Tanpa kejelasan, DPR bisa ganti hakim yang telah dipilih.

Dana Mitigasi Bencana di Cilacap Minim, Kurang dari Rp1 Miliar Setahun

Liliek Dharmawan
13/1/2019 19:00
Dana Mitigasi Bencana di Cilacap Minim, Kurang dari Rp1 Miliar Setahun
(dok.mi)

ANGGARAN mitigasi bencana di Cilacap, Jawa Tengah (Jateng) minim, kurang dari Rp1 miliar setahun. Alokasi tersebut berasal dari dana bencana melalui Badan Penanggulangan Bencana Dawerah (BPBD) Cilacap 2019 yang dianggarkan Rp6,9 miliar.

Kepala Pelaksana Harian BPBD Cilacap Tri Komara Sidhy mengakui kalau alokasi anggaran untuk penanggulangan bencana cukup minim pada tahun anggaran 2019, hanya Rp6,9 miliar. 

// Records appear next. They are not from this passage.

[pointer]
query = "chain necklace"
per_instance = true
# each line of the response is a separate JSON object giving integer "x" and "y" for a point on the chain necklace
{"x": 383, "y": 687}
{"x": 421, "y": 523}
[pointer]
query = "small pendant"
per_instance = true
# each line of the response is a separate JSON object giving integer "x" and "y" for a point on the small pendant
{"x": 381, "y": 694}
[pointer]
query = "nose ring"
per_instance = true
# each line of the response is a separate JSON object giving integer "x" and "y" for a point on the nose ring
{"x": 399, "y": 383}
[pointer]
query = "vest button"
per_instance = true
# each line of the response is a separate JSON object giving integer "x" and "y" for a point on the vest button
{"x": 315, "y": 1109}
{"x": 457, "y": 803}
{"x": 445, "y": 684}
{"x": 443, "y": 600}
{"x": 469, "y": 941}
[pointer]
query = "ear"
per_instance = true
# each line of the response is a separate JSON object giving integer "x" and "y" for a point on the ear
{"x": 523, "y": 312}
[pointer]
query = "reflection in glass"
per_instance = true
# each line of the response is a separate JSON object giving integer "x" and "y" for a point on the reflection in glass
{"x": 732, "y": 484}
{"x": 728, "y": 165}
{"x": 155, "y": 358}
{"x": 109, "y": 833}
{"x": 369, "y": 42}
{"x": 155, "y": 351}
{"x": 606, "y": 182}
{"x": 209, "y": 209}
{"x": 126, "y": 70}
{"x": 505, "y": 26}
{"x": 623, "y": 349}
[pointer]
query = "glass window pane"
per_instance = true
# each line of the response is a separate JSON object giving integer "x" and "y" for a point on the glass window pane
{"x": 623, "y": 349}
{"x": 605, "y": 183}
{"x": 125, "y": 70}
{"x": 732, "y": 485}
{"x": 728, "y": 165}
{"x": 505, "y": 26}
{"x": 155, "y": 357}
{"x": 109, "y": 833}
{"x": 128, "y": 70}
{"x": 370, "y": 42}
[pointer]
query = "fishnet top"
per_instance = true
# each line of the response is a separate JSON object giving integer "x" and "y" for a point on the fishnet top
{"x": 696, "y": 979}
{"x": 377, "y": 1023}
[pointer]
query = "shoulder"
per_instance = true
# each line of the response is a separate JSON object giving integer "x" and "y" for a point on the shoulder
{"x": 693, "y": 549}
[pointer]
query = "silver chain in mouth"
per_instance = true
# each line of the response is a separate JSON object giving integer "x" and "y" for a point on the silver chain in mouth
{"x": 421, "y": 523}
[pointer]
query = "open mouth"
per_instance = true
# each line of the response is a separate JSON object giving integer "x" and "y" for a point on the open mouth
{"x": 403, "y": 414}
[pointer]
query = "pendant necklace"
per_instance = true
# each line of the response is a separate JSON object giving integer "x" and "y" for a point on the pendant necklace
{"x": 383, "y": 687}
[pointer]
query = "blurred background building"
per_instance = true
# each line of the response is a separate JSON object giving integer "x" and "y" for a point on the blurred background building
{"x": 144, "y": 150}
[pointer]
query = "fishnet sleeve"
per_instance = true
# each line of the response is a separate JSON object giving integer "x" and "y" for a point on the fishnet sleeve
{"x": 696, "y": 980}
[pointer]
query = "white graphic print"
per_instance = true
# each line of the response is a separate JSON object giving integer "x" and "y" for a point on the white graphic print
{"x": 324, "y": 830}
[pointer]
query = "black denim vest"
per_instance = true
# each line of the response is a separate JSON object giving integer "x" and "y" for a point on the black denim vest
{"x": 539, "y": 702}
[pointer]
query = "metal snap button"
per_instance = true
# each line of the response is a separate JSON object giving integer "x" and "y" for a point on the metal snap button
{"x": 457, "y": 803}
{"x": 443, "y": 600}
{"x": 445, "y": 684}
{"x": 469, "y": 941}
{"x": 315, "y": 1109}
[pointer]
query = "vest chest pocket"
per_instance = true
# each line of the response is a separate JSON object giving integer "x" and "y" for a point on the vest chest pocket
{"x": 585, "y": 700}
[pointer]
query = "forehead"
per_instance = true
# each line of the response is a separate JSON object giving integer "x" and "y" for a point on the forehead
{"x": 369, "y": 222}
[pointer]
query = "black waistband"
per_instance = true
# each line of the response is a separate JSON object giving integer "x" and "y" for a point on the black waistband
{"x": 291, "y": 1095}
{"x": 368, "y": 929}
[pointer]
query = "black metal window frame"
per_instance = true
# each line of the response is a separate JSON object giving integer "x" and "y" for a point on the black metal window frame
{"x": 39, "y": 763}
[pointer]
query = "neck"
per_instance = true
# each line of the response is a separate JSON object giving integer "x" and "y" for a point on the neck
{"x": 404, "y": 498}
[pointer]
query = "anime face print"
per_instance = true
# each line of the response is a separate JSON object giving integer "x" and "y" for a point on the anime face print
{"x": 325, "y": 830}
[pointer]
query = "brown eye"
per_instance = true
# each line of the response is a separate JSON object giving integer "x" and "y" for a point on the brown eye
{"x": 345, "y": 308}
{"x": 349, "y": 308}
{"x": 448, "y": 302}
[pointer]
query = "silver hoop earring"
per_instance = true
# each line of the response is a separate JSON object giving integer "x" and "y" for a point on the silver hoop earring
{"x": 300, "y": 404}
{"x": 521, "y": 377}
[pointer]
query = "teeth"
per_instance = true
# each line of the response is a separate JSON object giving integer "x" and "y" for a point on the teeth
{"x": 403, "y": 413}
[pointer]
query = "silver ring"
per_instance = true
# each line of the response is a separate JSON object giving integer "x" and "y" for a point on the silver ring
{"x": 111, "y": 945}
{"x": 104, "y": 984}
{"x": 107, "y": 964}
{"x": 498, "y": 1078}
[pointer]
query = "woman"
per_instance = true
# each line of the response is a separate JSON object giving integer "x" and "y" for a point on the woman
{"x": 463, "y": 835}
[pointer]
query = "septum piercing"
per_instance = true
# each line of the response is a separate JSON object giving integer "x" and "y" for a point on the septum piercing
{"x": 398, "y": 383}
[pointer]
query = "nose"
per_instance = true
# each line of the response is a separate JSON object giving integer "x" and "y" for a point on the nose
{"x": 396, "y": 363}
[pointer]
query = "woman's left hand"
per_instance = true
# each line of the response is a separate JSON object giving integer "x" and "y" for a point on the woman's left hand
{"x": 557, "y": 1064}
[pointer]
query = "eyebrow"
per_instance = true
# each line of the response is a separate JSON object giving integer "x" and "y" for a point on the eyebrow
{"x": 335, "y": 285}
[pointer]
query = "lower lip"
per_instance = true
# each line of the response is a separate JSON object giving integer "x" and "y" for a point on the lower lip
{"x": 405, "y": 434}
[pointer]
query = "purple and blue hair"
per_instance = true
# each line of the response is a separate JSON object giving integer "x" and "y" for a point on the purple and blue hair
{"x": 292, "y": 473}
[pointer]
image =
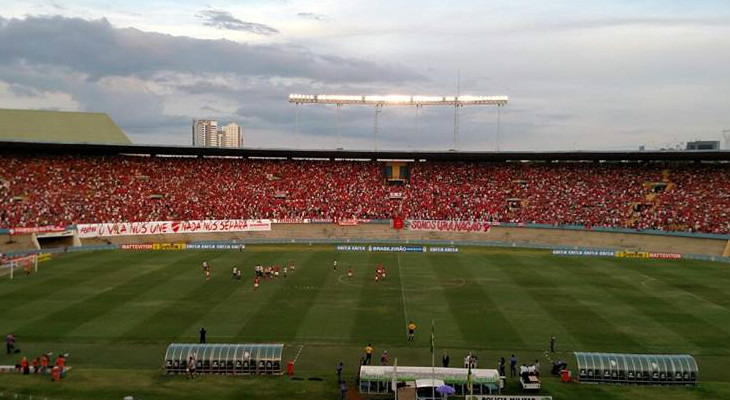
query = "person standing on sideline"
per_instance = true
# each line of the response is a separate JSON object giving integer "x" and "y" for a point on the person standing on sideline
{"x": 10, "y": 343}
{"x": 202, "y": 334}
{"x": 552, "y": 344}
{"x": 411, "y": 331}
{"x": 369, "y": 354}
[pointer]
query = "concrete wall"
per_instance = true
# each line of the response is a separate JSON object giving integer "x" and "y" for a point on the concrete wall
{"x": 506, "y": 235}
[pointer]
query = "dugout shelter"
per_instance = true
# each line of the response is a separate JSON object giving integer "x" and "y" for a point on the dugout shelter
{"x": 225, "y": 359}
{"x": 642, "y": 369}
{"x": 378, "y": 379}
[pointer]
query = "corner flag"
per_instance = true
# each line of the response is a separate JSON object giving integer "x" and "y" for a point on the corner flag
{"x": 470, "y": 381}
{"x": 433, "y": 336}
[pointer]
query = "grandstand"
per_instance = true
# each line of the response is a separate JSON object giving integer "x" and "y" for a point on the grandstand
{"x": 48, "y": 126}
{"x": 452, "y": 228}
{"x": 660, "y": 191}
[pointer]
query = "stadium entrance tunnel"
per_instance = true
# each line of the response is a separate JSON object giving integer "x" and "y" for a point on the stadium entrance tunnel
{"x": 639, "y": 369}
{"x": 224, "y": 359}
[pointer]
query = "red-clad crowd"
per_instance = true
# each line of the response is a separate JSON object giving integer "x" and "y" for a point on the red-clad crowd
{"x": 61, "y": 190}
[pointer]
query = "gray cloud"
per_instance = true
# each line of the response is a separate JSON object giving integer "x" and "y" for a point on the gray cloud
{"x": 314, "y": 16}
{"x": 98, "y": 49}
{"x": 220, "y": 19}
{"x": 134, "y": 76}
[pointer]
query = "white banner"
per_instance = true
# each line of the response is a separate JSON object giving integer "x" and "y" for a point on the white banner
{"x": 447, "y": 226}
{"x": 170, "y": 227}
{"x": 503, "y": 397}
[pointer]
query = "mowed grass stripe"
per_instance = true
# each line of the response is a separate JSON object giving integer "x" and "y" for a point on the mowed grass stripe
{"x": 279, "y": 318}
{"x": 55, "y": 276}
{"x": 254, "y": 300}
{"x": 605, "y": 280}
{"x": 172, "y": 286}
{"x": 684, "y": 278}
{"x": 362, "y": 280}
{"x": 36, "y": 317}
{"x": 475, "y": 310}
{"x": 426, "y": 299}
{"x": 379, "y": 313}
{"x": 331, "y": 316}
{"x": 589, "y": 327}
{"x": 669, "y": 314}
{"x": 131, "y": 283}
{"x": 199, "y": 297}
{"x": 536, "y": 325}
{"x": 226, "y": 320}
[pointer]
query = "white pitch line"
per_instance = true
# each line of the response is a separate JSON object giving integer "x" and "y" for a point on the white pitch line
{"x": 296, "y": 357}
{"x": 402, "y": 293}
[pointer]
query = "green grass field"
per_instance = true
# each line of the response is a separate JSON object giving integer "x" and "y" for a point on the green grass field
{"x": 116, "y": 312}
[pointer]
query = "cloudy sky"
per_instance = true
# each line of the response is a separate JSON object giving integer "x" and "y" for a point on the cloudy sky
{"x": 580, "y": 74}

"Dari jumlah tersebut, kurang dari Rp1 miliar dipergunakan untuk mitigasi bencana. Padahal, mitigasi  bencana itu sangat penting dalam rangka pengurangan risiko bencana," jelas Tri Komara, Minggu (13/1).

 

Baca juga: Cuaca di Perairan Selatan Jateng dan DIY Kembali Memburuk

 

Ia mengatakan mitigasi bencana merupakan upaya untuk menyiapkan masyarakat dalam menghadapi pra bencana, bencana maupun pascabencana. Mitigasi bencana dilaksanakan di 24 kecamatan yang ada di Cilacap dengan fokus bencana sesuai dengan potensi yang ada di daerah setempat. 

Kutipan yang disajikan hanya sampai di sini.